ROMA – Rapine in villa la notte di martedì a Roma, in zona Aurelia e Monteverde. La prima è avvenuta intorno alle tre nell’abitazione di una giornalista del Tg1, Cristina Guerra, che, al momento dell’irruzione della banda, stava dormendo con i figli. Tre uomini a volto coperto e armati di due pistole, si sono prima fatti aprire una cassaforte prendendosi tutto il contenuto, poi si sono accorti di un’altra cassaforte ed hanno minacciato di portarsi via una figlia se la donna non l’avesse aperta.
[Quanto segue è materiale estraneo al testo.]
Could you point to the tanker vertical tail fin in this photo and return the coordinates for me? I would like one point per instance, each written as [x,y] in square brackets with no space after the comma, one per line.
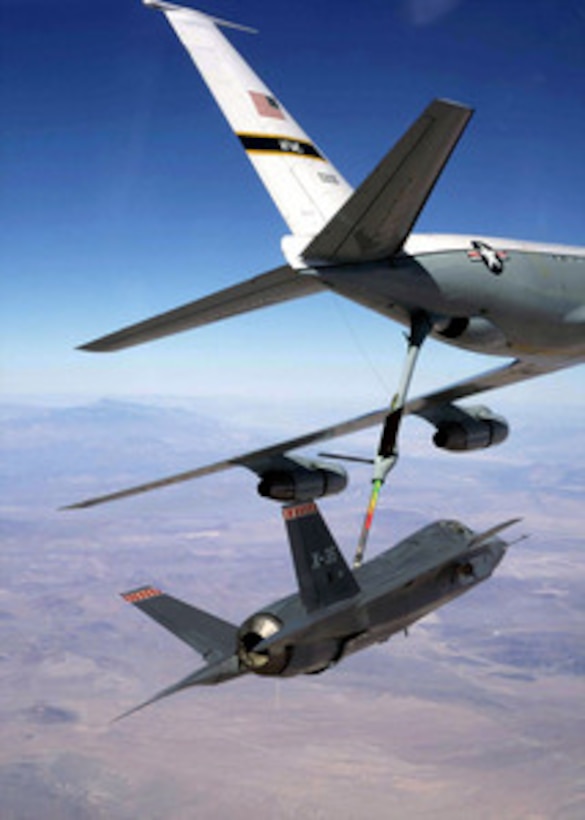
[304,185]
[323,575]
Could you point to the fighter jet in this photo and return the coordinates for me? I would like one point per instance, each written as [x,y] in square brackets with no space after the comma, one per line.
[336,612]
[490,295]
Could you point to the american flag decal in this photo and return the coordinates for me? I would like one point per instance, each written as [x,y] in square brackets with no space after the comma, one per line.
[142,594]
[266,106]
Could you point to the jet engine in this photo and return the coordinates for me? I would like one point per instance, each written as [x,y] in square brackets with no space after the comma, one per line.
[472,428]
[303,480]
[255,629]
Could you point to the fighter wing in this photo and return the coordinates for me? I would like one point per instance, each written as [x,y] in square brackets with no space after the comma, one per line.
[425,406]
[278,285]
[210,636]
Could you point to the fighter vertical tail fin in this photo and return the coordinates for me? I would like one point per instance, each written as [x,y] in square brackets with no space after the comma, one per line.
[322,572]
[305,187]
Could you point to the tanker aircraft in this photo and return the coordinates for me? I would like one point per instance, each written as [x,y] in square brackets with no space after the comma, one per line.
[522,300]
[336,612]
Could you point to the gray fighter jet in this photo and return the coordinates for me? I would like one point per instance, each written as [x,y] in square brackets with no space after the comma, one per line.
[336,612]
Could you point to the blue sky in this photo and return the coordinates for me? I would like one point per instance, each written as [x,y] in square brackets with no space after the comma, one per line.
[124,192]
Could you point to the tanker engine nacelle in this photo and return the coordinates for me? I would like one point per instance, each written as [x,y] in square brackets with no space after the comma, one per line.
[299,479]
[470,428]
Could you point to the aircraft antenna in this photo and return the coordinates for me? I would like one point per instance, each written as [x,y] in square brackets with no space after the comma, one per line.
[387,454]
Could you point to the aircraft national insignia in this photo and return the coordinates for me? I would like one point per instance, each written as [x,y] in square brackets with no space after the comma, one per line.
[266,106]
[492,259]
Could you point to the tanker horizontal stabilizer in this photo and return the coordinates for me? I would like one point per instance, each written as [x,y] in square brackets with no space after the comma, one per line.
[278,285]
[376,220]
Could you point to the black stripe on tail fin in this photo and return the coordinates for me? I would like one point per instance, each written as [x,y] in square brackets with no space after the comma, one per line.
[323,575]
[212,637]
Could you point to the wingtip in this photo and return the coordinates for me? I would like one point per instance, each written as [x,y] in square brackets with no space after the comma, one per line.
[162,6]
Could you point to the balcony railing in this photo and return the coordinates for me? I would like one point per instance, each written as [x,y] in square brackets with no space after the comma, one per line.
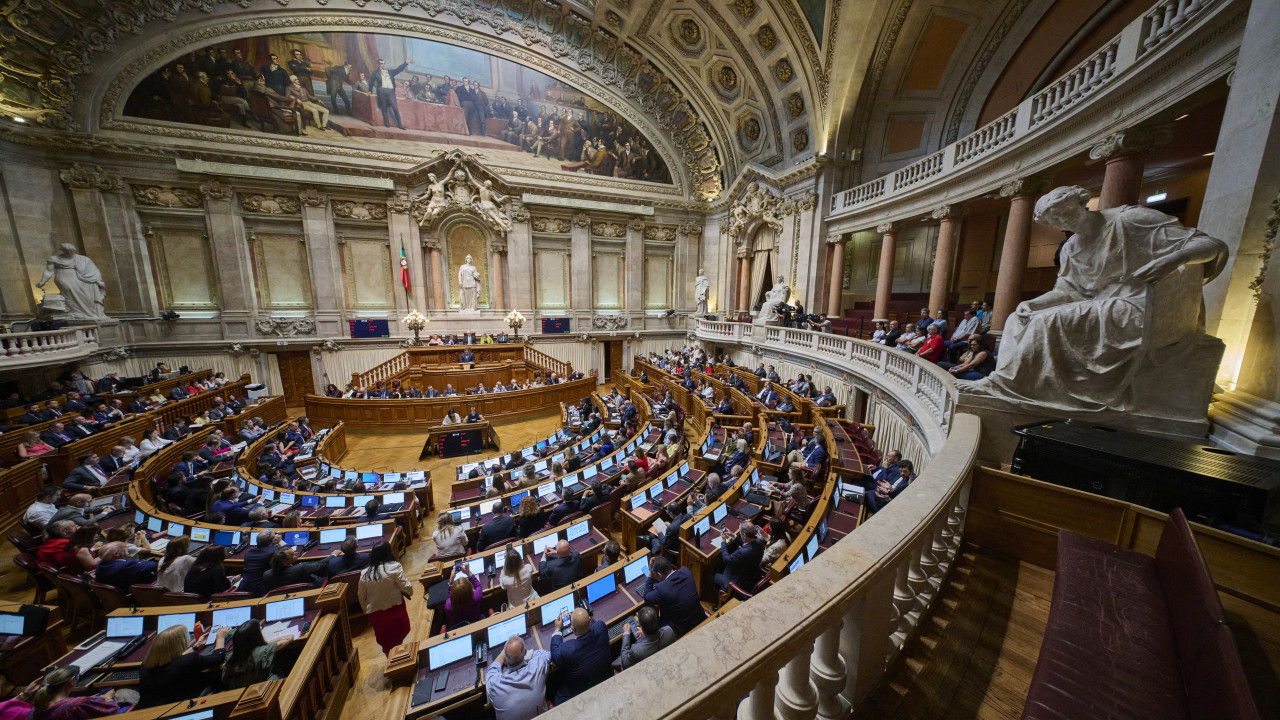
[23,350]
[1162,23]
[821,639]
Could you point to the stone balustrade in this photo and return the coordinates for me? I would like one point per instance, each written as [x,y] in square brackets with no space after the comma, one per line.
[1123,65]
[818,642]
[24,350]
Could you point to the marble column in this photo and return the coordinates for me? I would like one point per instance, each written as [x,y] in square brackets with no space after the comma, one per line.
[885,278]
[1013,256]
[945,254]
[321,242]
[837,274]
[1243,182]
[580,268]
[433,247]
[497,285]
[520,259]
[231,253]
[1125,154]
[402,228]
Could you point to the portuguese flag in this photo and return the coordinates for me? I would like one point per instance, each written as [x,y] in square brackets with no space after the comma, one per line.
[405,279]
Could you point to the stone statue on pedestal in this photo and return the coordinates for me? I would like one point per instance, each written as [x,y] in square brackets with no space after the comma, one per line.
[702,287]
[469,286]
[1121,331]
[80,283]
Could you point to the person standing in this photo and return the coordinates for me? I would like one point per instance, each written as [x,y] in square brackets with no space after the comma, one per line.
[383,589]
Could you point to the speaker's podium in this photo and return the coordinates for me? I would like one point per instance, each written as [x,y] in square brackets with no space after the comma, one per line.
[458,438]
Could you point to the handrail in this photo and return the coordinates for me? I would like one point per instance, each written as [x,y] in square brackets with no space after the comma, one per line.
[821,639]
[1123,55]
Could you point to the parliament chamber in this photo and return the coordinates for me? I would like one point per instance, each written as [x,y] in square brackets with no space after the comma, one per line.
[827,359]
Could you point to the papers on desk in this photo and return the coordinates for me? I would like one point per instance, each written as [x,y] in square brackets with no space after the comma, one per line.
[99,654]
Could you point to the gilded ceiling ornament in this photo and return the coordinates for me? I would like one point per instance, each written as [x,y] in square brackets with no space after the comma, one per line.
[80,178]
[784,71]
[361,210]
[795,104]
[766,37]
[156,196]
[270,204]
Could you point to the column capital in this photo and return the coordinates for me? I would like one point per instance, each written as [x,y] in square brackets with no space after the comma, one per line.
[81,178]
[398,204]
[1132,140]
[949,212]
[214,190]
[312,197]
[1033,185]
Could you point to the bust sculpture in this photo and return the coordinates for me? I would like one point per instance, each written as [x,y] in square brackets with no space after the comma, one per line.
[1121,329]
[469,286]
[78,281]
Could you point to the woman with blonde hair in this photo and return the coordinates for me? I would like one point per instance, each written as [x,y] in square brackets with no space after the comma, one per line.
[449,538]
[173,670]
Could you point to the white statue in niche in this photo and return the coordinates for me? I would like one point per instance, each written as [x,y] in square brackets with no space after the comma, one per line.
[775,297]
[702,288]
[469,285]
[80,282]
[1121,329]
A quel punto la giornalista ha spiegato che lei non aveva le chiavi perché apparteneva al precedente proprietario. ”Provateci voi se ci riuscite” ha risposto la donna e a quel punto i tre, dall’accento probabilmente dell’est, hanno desistito e sono fuggiti. ”Sì mi sono spaventata – ha ammesso la giornalista intervistata al Tg1 – e poi sono diventata gelida. Non avevo paura e ho mantenuto l’autoncontrollo. I bambini non si sono accorti di nulla, hanno continuato a dormire”. Sempre la scorsa notte, invece, in via Casal Lumbroso, tre uomini, a volto coperto e con accento dell’est Europa, hanno sorpreso una donna di 55 anni alle spalle e la hanno obbligata ad aprire la cassaforte, sottraendo circa 350 euro in contanti.
Prima di scappare con un’auto i malviventi hanno rinchiuso la vittima in uno stanza. Indagini della polizia sono in corso per capire se a colpire è stata la stessa banda.